Se Roma è città aperta, riprendendo il titolo di un film diretto da Roberto Rossellini, Ciampino è senza ombra di dubbio alcuno una tana chiusa, con Enrico Maddaloni nei panni di regista e protagonista indiscusso. Profondo conoscitore di ogni angolo di pista, il veterano mancino, in coppia con Andrea Canevari, ha lasciato giusto le briciole a chi cercava di mettere le mani sul doppio dedicato alla memoria di Rossano Rossi ed Enrico Petrelli. Alte le medie, con il Galeone della famiglia Celli sugli scudi con 2.623, di poco avanti (+4 e +6) su due formazioni della Flaminia: quella vincente e quella composta da Petrelli e Sciò. Il format prevedeva la divisione dei finalisti (14) in due gironi, con difesa di posizione finale per la definizione del podio. Nel primo girone, il duello è stato serrato fino all’ultima partita, che ha visto prevalere Canevari – Maddaloni di 13 birilli sui Silver Fox di Moscatelli – Sciascia, cui non è bastata una serie, l’ultima, da 467, per accedere al match per il titolo. Nel secondo girone, invece, il duo di casa del Mondial Bowling, con Magini e Medaglia, ha rapidamente fatto il vuoto alle proprie spalle, mantenendo a distanza (151 birilli) il primo inseguitore: il duo del Tiam di Sanguisin – Di Ruzza. Le due finali, per la gioia di organizzatori e pubblico, si sono mantenute, entrambe, molto equilibrate: quella di consolazione ha visto prevalere il Silver Fox di 6 birilli (820-814), mentre quella per il titolo il duo Canevari e Maddaloni. I vincitori hanno chiuso con un vantaggio di +18 (828-810) sui “cugini” della Mondial, in una sorta di vero e proprio derby di casa.

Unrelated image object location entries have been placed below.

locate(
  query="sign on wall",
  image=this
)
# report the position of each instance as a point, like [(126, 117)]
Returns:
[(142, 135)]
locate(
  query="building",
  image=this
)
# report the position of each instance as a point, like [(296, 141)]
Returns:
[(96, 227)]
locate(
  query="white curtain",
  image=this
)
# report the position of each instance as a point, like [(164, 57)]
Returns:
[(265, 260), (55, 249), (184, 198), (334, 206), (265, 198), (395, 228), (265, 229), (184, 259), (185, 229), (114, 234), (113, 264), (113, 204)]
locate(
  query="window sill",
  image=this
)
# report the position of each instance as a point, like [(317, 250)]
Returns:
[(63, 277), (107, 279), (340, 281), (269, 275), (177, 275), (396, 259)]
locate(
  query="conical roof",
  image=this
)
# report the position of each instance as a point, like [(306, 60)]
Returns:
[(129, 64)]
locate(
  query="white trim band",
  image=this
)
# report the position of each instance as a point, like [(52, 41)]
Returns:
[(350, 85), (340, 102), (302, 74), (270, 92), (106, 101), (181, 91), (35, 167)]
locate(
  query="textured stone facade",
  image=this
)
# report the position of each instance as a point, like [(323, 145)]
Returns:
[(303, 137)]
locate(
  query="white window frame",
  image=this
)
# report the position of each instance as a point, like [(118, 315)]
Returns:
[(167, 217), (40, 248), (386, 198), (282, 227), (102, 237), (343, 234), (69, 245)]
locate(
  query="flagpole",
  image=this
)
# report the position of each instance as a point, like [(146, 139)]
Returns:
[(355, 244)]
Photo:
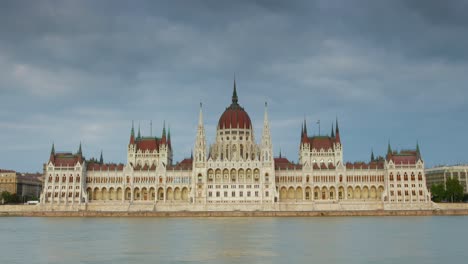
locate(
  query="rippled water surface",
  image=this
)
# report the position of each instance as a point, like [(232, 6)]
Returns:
[(234, 240)]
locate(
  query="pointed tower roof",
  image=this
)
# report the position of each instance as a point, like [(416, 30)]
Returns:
[(389, 149), (52, 153), (169, 136), (163, 138), (305, 127), (234, 116), (418, 152), (234, 93), (302, 130), (337, 136), (79, 150), (132, 135), (200, 115)]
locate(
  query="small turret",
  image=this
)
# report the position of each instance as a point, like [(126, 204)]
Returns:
[(418, 152), (337, 136), (139, 134), (52, 153), (163, 137), (132, 135), (79, 150), (389, 151), (169, 137), (234, 94)]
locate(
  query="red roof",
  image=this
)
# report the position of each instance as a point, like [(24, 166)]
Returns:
[(320, 142), (104, 167), (150, 144), (66, 159), (185, 164), (283, 164), (235, 117), (404, 159), (364, 166)]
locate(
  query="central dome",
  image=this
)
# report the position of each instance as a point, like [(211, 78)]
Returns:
[(235, 116)]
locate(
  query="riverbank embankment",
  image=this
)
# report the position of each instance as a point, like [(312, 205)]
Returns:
[(149, 211)]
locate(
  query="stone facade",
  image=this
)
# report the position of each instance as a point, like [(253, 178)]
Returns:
[(439, 175), (237, 173), (20, 183)]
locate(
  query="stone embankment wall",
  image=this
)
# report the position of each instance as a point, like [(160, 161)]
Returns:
[(276, 210)]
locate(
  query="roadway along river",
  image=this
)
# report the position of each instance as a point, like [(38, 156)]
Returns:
[(235, 240)]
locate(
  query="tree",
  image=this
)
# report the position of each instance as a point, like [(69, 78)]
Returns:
[(9, 198), (453, 190), (438, 192)]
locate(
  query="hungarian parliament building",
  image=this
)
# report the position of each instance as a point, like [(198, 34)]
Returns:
[(235, 172)]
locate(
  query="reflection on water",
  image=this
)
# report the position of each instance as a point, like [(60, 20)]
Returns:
[(234, 240)]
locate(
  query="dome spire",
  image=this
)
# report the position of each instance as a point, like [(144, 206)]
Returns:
[(235, 99)]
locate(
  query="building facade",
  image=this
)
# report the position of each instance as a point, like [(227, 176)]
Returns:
[(21, 184), (440, 174), (235, 170)]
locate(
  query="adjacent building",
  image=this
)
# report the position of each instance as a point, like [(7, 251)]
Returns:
[(21, 184), (236, 170), (440, 174)]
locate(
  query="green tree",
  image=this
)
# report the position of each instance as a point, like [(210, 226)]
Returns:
[(453, 190), (9, 198), (438, 192)]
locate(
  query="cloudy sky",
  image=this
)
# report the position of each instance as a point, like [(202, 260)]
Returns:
[(74, 71)]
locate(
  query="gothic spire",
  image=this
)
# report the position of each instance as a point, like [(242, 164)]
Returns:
[(163, 138), (169, 133), (337, 128), (234, 93), (337, 132), (302, 131), (139, 134), (79, 150), (132, 134), (200, 116), (305, 127)]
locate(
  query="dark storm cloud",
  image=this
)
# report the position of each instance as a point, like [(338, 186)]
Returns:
[(82, 70)]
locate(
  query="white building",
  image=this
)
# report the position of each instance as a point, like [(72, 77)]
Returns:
[(236, 172)]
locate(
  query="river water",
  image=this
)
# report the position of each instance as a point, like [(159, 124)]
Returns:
[(235, 240)]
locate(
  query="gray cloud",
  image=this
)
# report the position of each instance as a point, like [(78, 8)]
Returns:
[(82, 70)]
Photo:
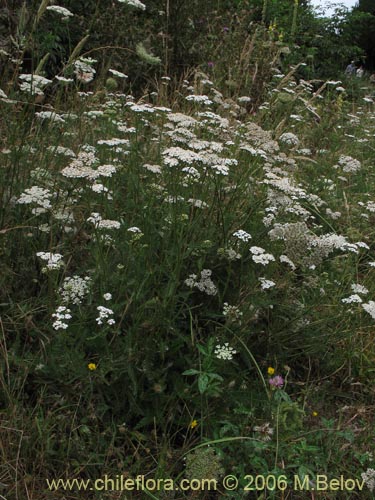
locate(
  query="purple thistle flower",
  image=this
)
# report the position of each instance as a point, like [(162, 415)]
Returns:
[(277, 381)]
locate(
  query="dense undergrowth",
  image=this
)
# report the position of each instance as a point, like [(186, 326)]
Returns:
[(187, 284)]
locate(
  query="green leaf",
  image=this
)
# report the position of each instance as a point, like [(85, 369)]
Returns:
[(203, 383), (191, 372)]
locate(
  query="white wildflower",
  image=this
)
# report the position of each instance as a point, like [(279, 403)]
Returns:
[(200, 99), (105, 316), (359, 289), (370, 308), (242, 235)]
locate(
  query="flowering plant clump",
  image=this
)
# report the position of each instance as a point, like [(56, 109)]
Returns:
[(61, 315), (105, 316), (225, 220)]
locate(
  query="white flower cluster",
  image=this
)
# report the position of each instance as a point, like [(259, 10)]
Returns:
[(200, 99), (285, 259), (260, 256), (232, 313), (155, 169), (204, 283), (33, 84), (289, 139), (61, 315), (220, 169), (100, 223), (369, 478), (242, 235), (38, 196), (54, 261), (359, 289), (105, 315), (74, 289), (134, 3), (224, 352), (349, 164), (370, 308), (114, 142), (62, 11)]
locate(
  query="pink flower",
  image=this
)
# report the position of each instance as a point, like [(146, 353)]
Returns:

Metti un doppio in una … notte di mezz’estate, in quel di Milano, e prova a scriverne la trama, con tinte thrilling e finale col botto. Ecco la summa del doppio della Martesana che, per una volta, ha messo letteralmente in crisi i giocatori, che hanno sofferto, forse, non tanto il caldo quanto le condizioni delle piste. Solo 22 giocatori, sui 148 partecipanti, sono andati in doppia cifra, in una qualificazione che ha visto primeggiare i milanesi dei Cobra con Provenzi e De Paris (2.503). Chi credeva che alla domenica la musica potesse cambiare si è dovuto ricredere, tanto che solo il duo Bonciolini – Rutigliano, del Red & Black, è riuscito a mantenere il ritmo e difendere la posizione (la seconda), mentre dalle retrovie si avviava la scalata al titolo. La difesa dei piemontesi, tuttavia, si è rivelata assai amara, visto il risultato finale. Complice, infatti, un’ultima serie disastrosa, il duo si è visto agganciare, in vetta a quota 3.056, dai Lions di Zorzan e Pirozzi, premiati da un finale nettamente superiore, frutto anche di una grande prestazione del Massimo “nazionale”, in doppia cifra sia in qualificazione sia in finale. Per il Red & Black, invece, giornata poco in chiaro e molto in scuro, con due formazioni a podio (Bonciolini – Rutigliano e Capello – Boccato) sì, ma anche con l’amarezza di aver visto sfumare la vittoria per una … zampata.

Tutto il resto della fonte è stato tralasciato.